In the old days, when a foursome was ready to begin a round of golf, we all pulled out our woods. Today, the woods are made of steel, and the only Woods left on the golf course is Tiger. The irons (still made of iron) are grooved to create backspin, which helps keep the ball on track. However, new regulations restrict the width and depth of grooves. Golfers will need to shorten their drives or sacrifice accuracy. When you add distance, unless you're very skilled, you lose accuracy in more things than golf. We need to realize that and so do our politicians.

Years ago, we put aside our work and actually dined, once if not two or three times each day. We talked and listened at the table. With the availability of fast food, most of us don't take time for leisurely meals except on weekends and special occasions. The net result is an epidemic of obesity and diabetes, families that rarely interact, and much less serious thought given to the issues of the day. That doesn't seem to be a net gain anyway you slice it.

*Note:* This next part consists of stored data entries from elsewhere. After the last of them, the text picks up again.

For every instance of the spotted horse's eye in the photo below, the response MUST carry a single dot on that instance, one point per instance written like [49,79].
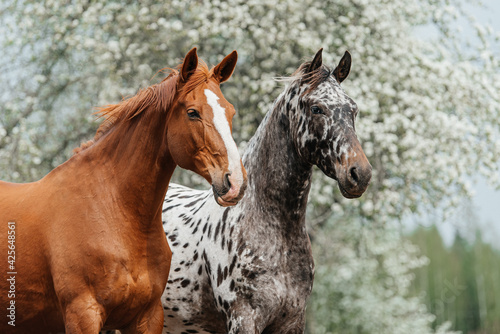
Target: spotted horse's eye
[317,110]
[193,114]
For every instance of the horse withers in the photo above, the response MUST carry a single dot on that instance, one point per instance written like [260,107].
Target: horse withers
[90,251]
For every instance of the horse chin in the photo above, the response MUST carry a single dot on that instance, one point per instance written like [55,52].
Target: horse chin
[224,203]
[333,175]
[221,201]
[346,194]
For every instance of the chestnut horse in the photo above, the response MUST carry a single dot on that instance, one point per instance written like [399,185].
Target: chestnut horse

We used to enjoy reading a book or listening to the radio for entertainment. Visuals were left to the imagination. With the advent of television and, more recently, computers, we have images of everything. And they come at us faster and faster. When I stopped imagining, life didn't become more exciting, it became more predictable and less enjoyable. I found my groove when I started writing and I will never stop day dreaming again. I am amazed what I can conjure up, even though I can't remember names, places or simple words I use everyday.

Why are we all in such a hurry? We are living longer, so rushing isn't as necessary as it used to be. If anyone should have rushed it was the framers of the Constitution, who had life spans shorter than some major league ballplayers' careers. Yet they took their time and got it right. The old saying "haste makes waste" is truer today than ever. Speed is always secondary to excellence. There is always enough time, if we take it, to get it right.

We should demand that any major bill proposed by this president or any president be posted on the internet for a minimum of two weeks (not the 72 hours currently being considered), before Congress is allowed to vote on it. The waiting period would allow for the public to read and react to the proposed legislation. Remember we always have enough time, if we take it, to get it right.